In 1884, The Vancouver Independent ran a story about Richard Ough’s death headlined, “The Oldest Pioneer Gone.” To this day, Betsy Ough is often referred to as “the mother of Washougal.”

“David C. Parker and his wife, Ann … are often credited as Washougal’s first permanent settlers, despite the evidence that Richard and Betsy Ough had already been living there for three or four years,” according to History Link. “This may be due to the fact that the Parkers were in fact the first non-Native American settlers. … Or it may simply be due to the fact that Parker had a tendency to name things after himself, whereas Ough did not.

“Richard and Betsy Ough played a larger role in the founding of Washougal proper than did Parker, but have received little credit for it.”

That has changed in recent years, Richardson said, largely thanks to the efforts of the city of Washougal and the Two Rivers Heritage Museum.

Credit and errors

“I can easily see how an error like this happens,” Richardson said. “The people who have the original knowledge move along or pass away.
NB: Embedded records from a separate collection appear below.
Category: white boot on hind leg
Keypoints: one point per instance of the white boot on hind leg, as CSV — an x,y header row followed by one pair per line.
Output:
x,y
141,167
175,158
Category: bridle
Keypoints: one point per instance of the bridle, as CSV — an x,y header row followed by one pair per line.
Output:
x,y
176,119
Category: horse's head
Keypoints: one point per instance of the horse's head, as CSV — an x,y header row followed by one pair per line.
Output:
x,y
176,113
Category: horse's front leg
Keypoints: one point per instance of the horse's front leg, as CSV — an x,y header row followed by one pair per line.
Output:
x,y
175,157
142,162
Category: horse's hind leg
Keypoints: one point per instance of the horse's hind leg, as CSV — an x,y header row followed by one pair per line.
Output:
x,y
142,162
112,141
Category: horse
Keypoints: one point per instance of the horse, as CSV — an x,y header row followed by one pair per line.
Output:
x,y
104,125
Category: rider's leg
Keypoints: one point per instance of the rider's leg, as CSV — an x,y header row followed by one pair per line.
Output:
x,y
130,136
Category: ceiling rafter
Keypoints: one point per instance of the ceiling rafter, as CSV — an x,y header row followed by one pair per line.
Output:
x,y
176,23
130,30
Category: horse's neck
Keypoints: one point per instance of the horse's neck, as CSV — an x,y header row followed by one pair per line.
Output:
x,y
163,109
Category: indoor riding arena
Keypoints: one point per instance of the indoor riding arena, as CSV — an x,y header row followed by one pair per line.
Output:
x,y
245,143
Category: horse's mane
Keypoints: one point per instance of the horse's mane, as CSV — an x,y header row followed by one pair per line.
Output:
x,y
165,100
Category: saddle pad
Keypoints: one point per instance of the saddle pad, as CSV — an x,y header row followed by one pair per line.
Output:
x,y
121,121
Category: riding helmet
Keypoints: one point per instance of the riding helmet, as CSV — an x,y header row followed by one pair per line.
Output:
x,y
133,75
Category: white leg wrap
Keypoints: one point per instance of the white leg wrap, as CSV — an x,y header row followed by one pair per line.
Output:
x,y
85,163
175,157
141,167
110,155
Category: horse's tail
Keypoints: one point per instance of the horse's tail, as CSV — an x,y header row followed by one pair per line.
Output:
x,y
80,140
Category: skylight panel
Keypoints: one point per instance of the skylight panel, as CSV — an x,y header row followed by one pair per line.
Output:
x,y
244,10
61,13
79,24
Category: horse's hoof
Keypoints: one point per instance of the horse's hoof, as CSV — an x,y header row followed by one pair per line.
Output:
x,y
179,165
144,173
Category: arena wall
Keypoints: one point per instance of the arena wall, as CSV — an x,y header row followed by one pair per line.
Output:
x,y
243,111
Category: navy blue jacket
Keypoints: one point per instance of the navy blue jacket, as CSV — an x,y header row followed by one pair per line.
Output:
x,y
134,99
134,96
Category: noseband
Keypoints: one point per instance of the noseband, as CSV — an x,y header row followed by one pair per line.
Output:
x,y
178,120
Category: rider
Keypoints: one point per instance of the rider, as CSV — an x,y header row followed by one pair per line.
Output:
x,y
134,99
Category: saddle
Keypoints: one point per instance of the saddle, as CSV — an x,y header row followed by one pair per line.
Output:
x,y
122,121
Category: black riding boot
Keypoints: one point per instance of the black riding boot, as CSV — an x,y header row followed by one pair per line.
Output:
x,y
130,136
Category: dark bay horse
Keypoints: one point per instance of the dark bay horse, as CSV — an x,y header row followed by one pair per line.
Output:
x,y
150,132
It’s not uncommon for photos to get mislabeled or the information to get mishandled.

“The history field tends to work on a shoestring budget,” he said. “When people do their best, with limited resources, there are going to be mistakes.”

But, he added, he’s never seen any photo of Richard Ough mislabeled as David Parker. As near as anyone can tell, the mural misunderstanding appears to originate with state website and a simple — and unfortunately influential — design goof. (The text for that website was provided by the late Curtis Hughley of the Camas-Washougal Historical Society for the state’s 2003 Territorial Sesquicentennial Celebration, but Hughley wasn’t responsible for the website layout.)

“Errors getting introduced like this can be really insidious,” Richardson said. “People get tied to ideas and don’t want to change. They’ve been told all their lives that something is correct. How embarrassing to learn it’s not.”

John Hughes, the chief historian with the Legacy Washington project, acknowledged the website error and said all the Territorial Sesquicentennial Celebration history pages will soon get taken offline.

Reached by phone, Young’s Deli owner Sam Musa didn’t seem concerned about the identity of the face in the mural. Musa didn’t specifically recall being approached by Christie, he said. He talks to lots of people every day, he said, and many stop by to take photos and compliment the brilliant artwork — whomever it depicts.

Christie is eager to tell the world that it’s her great-great-great-grandfather, Richard Ough. Her Yakama reservation relatives, displaced from Washougal generations ago, are hungry to reestablish their ties to the Columbia River and to this historic spot, she said. They recently held a reunion at Cottonwood Beach and also explored local cemeteries for their ancestors’ remains, she said.

“In this day and age, when we are revisiting a lot of our history — it seems an appropriate time to revisit this too,” she said.